Known traffickers wanted through INTERPOL’s Red Notice alert system were identified ahead of operations and targeted.

”The results of Operation Thunder 2023 again show that strong and coordinated responses between Parties are crucial to tackle transnational criminal networks involved in wildlife crime,” said CITES Secretary-General, Ms. Ivonne Higuero.

“Well targeted, collective and coordinated efforts such as those mobilized through this global operation are exactly what is needed to overcome the threat posed by wildlife crime,” added Ms. Higuero.

Hundreds of vehicles, including cars, trucks, and cargo ships, were meticulously searched at checkpoints across all regions. Specialized sniffer dogs and X-ray scanners were deployed to detect hidden wildlife and camouflaged timber shipments. Hundreds of parcels and suitcases were also examined as they are often used to transport wildlife species at border control.

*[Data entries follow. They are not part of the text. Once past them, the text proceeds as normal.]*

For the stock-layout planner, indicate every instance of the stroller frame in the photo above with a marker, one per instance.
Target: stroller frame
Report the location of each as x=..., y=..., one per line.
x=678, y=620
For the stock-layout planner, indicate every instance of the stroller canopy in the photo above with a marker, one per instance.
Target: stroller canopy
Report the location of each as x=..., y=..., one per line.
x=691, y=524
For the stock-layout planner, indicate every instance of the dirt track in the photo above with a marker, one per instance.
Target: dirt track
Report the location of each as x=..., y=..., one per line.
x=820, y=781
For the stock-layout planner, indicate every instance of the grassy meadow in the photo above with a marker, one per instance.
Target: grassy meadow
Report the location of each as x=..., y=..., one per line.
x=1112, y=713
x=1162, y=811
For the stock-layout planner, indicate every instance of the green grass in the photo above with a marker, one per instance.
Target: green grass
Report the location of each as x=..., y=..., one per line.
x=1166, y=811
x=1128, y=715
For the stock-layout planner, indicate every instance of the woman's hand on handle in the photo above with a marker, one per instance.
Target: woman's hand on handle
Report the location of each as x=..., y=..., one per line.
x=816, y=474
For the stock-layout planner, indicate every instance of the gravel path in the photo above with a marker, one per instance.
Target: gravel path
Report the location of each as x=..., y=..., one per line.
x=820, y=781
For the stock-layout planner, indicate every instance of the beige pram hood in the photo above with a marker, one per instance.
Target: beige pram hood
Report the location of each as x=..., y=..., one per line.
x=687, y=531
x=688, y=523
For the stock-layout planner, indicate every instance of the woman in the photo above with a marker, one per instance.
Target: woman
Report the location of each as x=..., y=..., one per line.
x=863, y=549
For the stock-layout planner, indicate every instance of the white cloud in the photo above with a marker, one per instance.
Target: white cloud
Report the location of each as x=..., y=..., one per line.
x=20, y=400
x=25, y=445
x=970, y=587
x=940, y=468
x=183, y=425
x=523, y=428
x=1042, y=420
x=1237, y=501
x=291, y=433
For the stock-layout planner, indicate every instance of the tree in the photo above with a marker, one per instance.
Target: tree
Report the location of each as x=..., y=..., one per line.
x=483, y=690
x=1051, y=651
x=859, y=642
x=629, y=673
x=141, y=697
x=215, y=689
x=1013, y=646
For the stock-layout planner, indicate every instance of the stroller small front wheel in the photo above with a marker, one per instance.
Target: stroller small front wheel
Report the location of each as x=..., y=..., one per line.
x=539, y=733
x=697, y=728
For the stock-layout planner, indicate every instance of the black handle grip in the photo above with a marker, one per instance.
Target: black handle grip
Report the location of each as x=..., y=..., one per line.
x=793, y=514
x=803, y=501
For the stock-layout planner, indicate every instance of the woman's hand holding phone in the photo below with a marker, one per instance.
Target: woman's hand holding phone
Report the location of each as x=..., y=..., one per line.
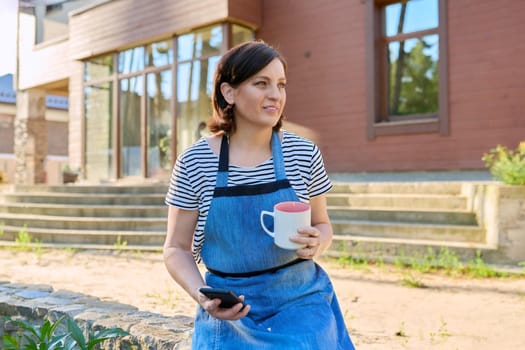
x=222, y=304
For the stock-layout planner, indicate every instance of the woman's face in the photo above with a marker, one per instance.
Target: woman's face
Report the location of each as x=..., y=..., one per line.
x=260, y=100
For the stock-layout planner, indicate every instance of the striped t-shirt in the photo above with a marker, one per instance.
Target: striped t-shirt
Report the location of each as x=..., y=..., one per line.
x=194, y=174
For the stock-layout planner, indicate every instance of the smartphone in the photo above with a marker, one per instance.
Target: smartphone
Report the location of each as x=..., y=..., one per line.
x=228, y=298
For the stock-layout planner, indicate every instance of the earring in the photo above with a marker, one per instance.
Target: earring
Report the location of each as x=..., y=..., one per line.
x=228, y=111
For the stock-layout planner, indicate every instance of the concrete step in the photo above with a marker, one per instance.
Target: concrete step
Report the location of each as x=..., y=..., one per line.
x=79, y=238
x=72, y=210
x=83, y=198
x=409, y=231
x=442, y=188
x=398, y=201
x=457, y=217
x=160, y=189
x=390, y=249
x=83, y=223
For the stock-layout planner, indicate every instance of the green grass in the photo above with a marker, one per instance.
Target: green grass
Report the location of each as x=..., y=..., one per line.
x=441, y=260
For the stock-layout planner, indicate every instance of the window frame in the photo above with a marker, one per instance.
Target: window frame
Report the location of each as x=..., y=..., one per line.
x=377, y=98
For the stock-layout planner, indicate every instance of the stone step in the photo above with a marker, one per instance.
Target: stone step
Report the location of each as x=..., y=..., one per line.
x=79, y=238
x=419, y=231
x=83, y=198
x=390, y=249
x=458, y=217
x=160, y=189
x=443, y=188
x=72, y=210
x=398, y=201
x=83, y=223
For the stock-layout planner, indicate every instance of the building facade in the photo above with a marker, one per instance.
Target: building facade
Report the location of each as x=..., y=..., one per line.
x=380, y=85
x=56, y=131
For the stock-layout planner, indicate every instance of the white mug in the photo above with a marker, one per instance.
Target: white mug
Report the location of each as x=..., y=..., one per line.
x=287, y=218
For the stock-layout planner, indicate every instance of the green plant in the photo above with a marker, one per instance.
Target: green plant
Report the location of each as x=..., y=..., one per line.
x=23, y=239
x=412, y=281
x=32, y=337
x=120, y=244
x=507, y=165
x=94, y=338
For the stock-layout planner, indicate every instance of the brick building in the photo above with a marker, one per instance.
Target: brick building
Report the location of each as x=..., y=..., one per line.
x=56, y=133
x=381, y=85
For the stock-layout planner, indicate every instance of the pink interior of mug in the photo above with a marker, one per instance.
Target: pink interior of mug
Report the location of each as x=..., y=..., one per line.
x=292, y=207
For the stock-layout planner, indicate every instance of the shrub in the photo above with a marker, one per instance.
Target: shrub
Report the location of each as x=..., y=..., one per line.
x=47, y=336
x=507, y=165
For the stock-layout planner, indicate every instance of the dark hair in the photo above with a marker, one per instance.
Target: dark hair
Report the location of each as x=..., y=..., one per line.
x=235, y=66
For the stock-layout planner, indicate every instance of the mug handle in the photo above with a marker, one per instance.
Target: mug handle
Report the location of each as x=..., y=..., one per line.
x=264, y=212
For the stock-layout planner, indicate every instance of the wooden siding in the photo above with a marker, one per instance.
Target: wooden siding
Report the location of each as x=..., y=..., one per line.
x=41, y=64
x=323, y=42
x=121, y=24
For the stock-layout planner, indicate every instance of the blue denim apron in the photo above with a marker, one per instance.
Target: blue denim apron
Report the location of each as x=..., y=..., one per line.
x=293, y=304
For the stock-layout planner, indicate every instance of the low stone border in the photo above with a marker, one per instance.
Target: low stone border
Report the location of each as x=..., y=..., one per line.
x=148, y=330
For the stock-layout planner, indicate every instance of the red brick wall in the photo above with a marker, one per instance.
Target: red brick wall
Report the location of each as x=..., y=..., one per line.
x=57, y=139
x=6, y=133
x=324, y=43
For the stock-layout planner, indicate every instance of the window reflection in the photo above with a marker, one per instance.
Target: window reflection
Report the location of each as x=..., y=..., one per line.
x=99, y=67
x=131, y=91
x=159, y=94
x=412, y=16
x=98, y=107
x=131, y=60
x=240, y=34
x=413, y=79
x=159, y=54
x=412, y=58
x=204, y=42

Now in its seventh year, Operation Thunder is a joint operation coordinated annually by the WCO and INTERPOL with the backing of CITES Secretariat and the International Consortium on Combating Wildlife Crime (ICCWC).Thunder operations are funded by the European Commission’s Directorate General for International Partnerships, Norway’s International Climate and Forest Initiative, the US Agency for International Development and the UK’s Department for Environment, Food and Rural Affairs.

Operation Thunder 2023 coincides with the 2023 United Nations Climate Change Conference - Conference of the Parties of the UNFCCC (COP28) which ends today after high level discussions on how to address pressing environmental challenges characterized by climate change and biodiversity loss.